Abstract

Vertical deflection profiles derived from microradian-sensitivity tiltmeter data collected over a 1 yr period suggest that an earth fissure in the subsiding Mimbres Basin is located near the inflection point of an evolving surficial fold of infinitesimal amplitude. Water levels beneath the study site also fell steadily during the period of observation. Calculated curvature profiles, which reflect the sign and relative magnitude of fiber strain along the ground surface, further imply that the fissure was within a zone of contraction throughout the study period. Observed fissure-perpendicular tilts and the location of the fissure at an inflection point rather than along an anticlinal crest are consistent with a mode II fracture (shearing mode crack or fault) rather than a mode I fracture (opening mode crack or joint).
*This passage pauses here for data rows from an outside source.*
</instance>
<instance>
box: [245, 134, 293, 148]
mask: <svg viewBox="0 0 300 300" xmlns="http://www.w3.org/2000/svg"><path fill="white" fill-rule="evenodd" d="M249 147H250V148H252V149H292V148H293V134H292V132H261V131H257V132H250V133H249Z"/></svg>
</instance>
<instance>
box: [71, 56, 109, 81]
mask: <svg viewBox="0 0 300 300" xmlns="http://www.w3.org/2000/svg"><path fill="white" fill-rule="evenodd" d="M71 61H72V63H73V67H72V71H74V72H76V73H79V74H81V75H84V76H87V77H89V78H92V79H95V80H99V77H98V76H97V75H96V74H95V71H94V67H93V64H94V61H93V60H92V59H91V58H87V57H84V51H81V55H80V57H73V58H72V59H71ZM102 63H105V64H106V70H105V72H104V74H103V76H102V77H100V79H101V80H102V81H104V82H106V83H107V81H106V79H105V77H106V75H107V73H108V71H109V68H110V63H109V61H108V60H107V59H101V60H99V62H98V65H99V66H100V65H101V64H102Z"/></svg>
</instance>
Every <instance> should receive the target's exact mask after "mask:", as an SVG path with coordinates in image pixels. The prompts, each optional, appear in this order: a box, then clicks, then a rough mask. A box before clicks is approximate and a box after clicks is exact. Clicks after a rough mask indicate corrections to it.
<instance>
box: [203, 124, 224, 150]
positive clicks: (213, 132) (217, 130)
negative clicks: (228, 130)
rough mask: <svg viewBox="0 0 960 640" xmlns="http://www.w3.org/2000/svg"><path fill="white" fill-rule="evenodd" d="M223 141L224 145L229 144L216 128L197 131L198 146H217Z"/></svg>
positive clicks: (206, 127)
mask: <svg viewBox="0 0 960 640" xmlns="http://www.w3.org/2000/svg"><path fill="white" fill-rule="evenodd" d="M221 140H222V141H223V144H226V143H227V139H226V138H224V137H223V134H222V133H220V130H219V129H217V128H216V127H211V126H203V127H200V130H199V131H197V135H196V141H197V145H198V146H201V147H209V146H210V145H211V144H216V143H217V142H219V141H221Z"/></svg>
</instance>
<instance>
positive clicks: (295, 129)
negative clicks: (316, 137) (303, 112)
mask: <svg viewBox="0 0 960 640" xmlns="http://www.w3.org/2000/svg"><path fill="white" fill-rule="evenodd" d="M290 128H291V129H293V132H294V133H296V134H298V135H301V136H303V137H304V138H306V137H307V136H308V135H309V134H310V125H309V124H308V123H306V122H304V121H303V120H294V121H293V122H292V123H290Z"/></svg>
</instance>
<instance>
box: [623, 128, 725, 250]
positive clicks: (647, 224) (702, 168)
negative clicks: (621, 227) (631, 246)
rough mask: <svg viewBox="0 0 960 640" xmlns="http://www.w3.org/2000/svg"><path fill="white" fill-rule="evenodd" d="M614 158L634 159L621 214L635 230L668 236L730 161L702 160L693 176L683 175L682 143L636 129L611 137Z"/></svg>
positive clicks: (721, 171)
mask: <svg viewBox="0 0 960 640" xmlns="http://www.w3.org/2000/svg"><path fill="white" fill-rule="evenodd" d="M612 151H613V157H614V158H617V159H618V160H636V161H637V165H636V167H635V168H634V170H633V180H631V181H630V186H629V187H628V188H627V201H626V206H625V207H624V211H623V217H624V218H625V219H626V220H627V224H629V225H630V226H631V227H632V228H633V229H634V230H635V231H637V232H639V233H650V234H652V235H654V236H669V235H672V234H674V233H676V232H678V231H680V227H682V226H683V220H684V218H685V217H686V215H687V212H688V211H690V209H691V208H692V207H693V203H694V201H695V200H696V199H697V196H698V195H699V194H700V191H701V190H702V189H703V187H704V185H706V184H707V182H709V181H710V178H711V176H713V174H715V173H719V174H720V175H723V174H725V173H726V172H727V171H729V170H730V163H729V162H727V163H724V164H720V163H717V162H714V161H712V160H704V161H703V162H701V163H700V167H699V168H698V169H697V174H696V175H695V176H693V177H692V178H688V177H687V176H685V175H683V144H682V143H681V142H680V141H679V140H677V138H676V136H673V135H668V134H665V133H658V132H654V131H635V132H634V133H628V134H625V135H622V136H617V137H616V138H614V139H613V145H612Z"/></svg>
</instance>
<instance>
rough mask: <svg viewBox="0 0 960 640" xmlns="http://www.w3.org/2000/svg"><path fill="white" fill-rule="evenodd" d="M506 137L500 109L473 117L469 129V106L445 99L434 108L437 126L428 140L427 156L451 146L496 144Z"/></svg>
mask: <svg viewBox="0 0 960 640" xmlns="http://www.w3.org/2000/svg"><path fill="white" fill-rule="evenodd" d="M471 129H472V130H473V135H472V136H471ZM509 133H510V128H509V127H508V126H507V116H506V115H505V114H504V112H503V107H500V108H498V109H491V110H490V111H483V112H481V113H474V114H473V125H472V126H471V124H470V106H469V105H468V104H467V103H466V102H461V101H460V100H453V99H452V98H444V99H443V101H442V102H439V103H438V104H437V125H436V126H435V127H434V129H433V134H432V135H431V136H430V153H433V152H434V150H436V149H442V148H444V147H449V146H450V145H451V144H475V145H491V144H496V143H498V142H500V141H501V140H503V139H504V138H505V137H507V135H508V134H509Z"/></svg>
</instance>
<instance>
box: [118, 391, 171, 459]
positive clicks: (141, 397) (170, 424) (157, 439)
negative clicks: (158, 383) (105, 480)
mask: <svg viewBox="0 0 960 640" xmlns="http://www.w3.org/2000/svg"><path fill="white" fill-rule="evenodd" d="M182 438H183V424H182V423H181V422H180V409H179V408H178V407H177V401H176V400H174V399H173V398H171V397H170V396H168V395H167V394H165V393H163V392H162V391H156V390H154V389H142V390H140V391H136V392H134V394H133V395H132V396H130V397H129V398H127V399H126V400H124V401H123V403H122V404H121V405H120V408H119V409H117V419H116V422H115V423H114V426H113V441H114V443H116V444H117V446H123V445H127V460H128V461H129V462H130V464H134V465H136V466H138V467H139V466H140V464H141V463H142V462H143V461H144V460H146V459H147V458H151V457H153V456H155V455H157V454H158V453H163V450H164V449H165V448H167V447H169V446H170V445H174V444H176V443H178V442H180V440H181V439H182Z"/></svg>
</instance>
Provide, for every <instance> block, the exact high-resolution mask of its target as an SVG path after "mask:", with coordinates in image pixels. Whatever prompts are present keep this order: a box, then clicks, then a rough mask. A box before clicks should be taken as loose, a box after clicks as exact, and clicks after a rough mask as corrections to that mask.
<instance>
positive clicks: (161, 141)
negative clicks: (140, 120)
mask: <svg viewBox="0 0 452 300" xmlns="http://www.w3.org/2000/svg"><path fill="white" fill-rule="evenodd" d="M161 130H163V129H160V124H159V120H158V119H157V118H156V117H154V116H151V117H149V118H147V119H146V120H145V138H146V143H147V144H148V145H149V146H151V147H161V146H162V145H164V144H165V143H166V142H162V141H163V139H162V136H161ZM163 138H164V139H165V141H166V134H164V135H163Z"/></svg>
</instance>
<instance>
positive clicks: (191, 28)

Tilting parallel to the fissure further suggests a component of mode III (tearing-mode crack) displacement during the study period. Thus, the three-dimensional displacement, strain, and stress fields around the fissure were considerably more complicated than those suggested by previous fissure monitoring studies and suggest that the fissure may have been formed in compression as a shear crack rather than in tension as an extensional crack. On the basis of the occurrence of right steps in the trace of the fissure, we speculate that our data may reflect contraction across one of the steps as a consequence of left-lateral slip along the fissure.